On Tuesday, however, he declined to talk about his potential opponents this year if he had stayed in the race, saying, "After 20 years, you're running against yourself."
He knew that another race would be a referendum on his two decades in office in the same way that once-popular politicians like U.S. Sens. Christopher Dodd and Joseph Lieberman both decided to retire instead of facing one last electoral battle.
Elected 10 Times
DeStefano, who first took office in 1994, survived many elections through the years, winning numerous primaries in Democratic-dominated New Haven.
On Sept. 11, 2001, the day of the terrorist attacks, DeStefano defeated longtime state legislator Martin Looney after a bitter primary battle, with about 60 percent of the vote. Looney is now the state Senate majority leader, one of the most powerful posts at the state Capitol.

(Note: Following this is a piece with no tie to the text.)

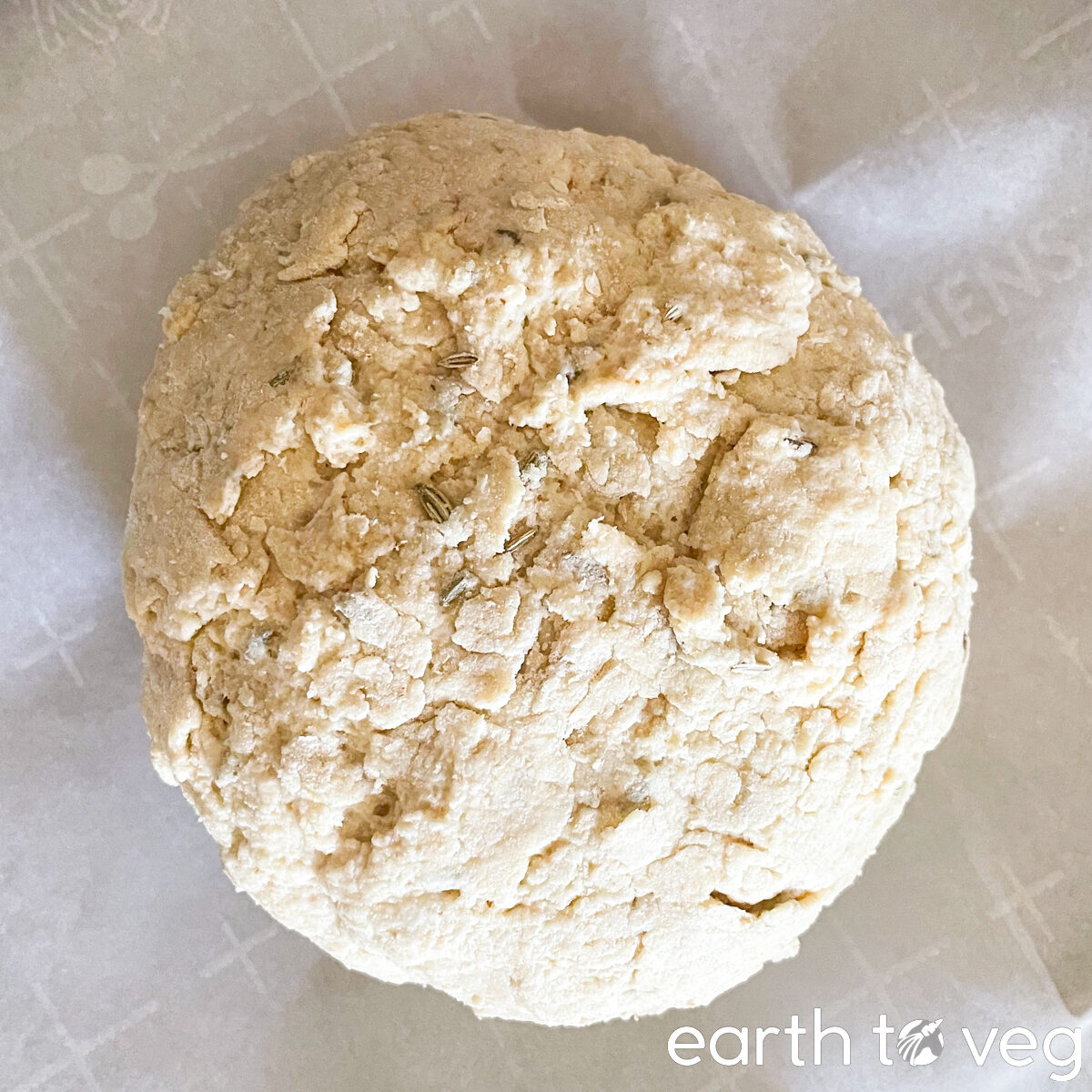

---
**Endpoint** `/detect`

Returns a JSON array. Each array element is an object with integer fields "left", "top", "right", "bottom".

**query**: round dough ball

"We've had some very good mayors, but his depth, his longevity and his constant push for new, progressive urban policies stands out in the group of great mayors we've had in this state,'' said Matthew Hennessy, the former longtime chief of staff to Hartford's Perez. "Eddie clearly was his own man with his own agenda, but at every mayor's meeting, you could rely on DeStefano's experience and expertise. He was the backbone of the urban mayors who were trying to get things done. He provided a lot of bandwidth.''
He added: "These are jobs that are tough. They're demanding. There's a shelf life to everybody. But what he has done for two decades, he's kept himself relevant at home, but also relevant on the state and national level.''
Quinnipiac University Professor Scott McLean, who has followed DeStefano's career closely, said in a statement: "Like most urban mayors, John DeStefano's achievements were mixed with controversy. In the '90s, he made use of federal grants and a partnership with Yale to make New Haven into a cultural, technological and academic center in Connecticut. He led a huge effort to rebuild schools and to create New Haven Promise, giving more hope to working-class kids in the city.''
McLean, a New Haven resident, added, "He pushed for better police protection and city services for undocumented immigrants, provoking outrage from anti-immigration groups nationally. Yet New Haven is still dependent on federal and state grants and continually on the brink of fiscal crisis. Insider deals continue to be the norm. He allowed community policing to wither until the murder wave of 2011, and even after reviving community policing, a few neighborhoods still suffer an epidemic of violent crime."
DeStefano has been seen by some as prickly and, at times, arrogant. He made his share of political enemies among fellow Democrats and unions that sometimes endorsed his primary opponents.
As a policy specialist, DeStefano was heavily involved in issues like "smart growth'' and was chairman of a statewide commission looking at the problems of rising property taxes and suburban sprawl.
In 2006, DeStefano had a ready-made issue to build his campaign around. Local reliance on property taxes, he said at the time, was threatening the quality of life in Connecticut as revenue-starved municipal officials ceded hundreds of acres of open space to developers.
His Blue Ribbon Commission on Property Tax Burdens and Smart Growth Incentives proposed a massive overhaul of the state's tax and land-use policies to combat sprawl. The changes, he said, would allow communities to preserve their characters while steering development to areas where roads and other infrastructure already existed — a win for everyone.
But in a state where home rule is an article of faith for most politicians, not everyone agreed with DeStefano. Rell, near the peak of her popularity, won the 2006 race by a wide margin.